B.J. Robinson tell us that she found nostalgic inspiration when she toured Southern plantation mansions and learned of their history, particularly during the Civil War.
In this first novel that uses a dual story line, one story revolves around the days at River Oaks Plantation shortly before and after the Civil War while another features River Oaks and the region during and after Hurricane Katrina. A foundation family is linked to a great-granddaughter (Camila) and her family through a diary kept by the great grandmother (Margaret) from the day she came to River Oaks as a bride, recording her loves, tragedies and fears through her life. When Cammie, the great-granddaughter, returns to River Oak to claim her inheritance, she finds the diary.
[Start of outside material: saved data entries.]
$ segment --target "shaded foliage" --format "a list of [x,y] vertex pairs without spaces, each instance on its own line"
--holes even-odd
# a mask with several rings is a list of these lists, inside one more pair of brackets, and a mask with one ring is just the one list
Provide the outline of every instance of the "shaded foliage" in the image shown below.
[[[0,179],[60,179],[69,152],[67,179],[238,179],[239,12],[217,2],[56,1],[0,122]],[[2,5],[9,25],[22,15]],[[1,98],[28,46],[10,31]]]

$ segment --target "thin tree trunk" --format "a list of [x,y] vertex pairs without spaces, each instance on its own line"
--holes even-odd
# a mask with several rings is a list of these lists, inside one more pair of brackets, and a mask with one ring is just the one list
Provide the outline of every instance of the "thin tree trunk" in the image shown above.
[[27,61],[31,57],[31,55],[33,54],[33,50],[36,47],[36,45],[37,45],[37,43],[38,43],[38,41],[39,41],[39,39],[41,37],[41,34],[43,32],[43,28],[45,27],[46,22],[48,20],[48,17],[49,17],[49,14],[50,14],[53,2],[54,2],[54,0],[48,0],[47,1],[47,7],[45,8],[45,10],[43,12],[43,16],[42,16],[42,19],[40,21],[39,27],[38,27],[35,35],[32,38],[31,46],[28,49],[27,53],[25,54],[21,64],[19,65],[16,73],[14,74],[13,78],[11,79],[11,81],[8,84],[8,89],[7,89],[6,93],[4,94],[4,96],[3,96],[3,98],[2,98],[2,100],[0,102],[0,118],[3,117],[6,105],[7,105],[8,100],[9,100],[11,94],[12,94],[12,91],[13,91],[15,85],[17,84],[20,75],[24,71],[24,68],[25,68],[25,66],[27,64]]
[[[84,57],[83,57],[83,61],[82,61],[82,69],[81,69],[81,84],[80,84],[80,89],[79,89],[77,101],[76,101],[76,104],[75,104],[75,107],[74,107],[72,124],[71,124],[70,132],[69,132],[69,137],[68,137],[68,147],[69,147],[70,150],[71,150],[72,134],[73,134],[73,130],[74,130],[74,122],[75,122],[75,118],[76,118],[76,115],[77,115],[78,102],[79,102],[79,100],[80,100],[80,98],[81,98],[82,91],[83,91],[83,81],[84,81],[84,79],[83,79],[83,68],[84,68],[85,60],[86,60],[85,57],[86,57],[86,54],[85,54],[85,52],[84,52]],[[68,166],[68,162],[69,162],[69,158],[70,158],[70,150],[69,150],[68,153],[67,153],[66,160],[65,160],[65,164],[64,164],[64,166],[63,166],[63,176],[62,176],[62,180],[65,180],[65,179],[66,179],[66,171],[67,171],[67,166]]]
She determinedly takes it with her when she evacuates barely ahead of Hurricane Katrina.
As the story revolves between blessings, tragedy and conflict among the people who love River Oaks within two eras, the mansion endures storms, flooding and war while the people see their faith connected over the generations. Built for the ages, the repairs after Hurricane Katrina find solid boards in the walls behind the saturated sheetrock used to ‘remodel’ over time.
A clean story with no profanity or erotica, this story is a Christian based pleasure read that will appeal to people who have to read in short spurts because of busy schedules. No matter how ‘suffering conditioned’ people become, the catastrophe of Hurricane Katrina and other weather action, plus the trauma of the Civil War will always have some documentation in River Oaks Plantation, a sensitive, sympathetic format that is about the real people and not just some dry factual data.
I was awarded a copy of the book through a contest held by the Author on social media. I was not required to leave a review. I think that several age groups could appreciate the story.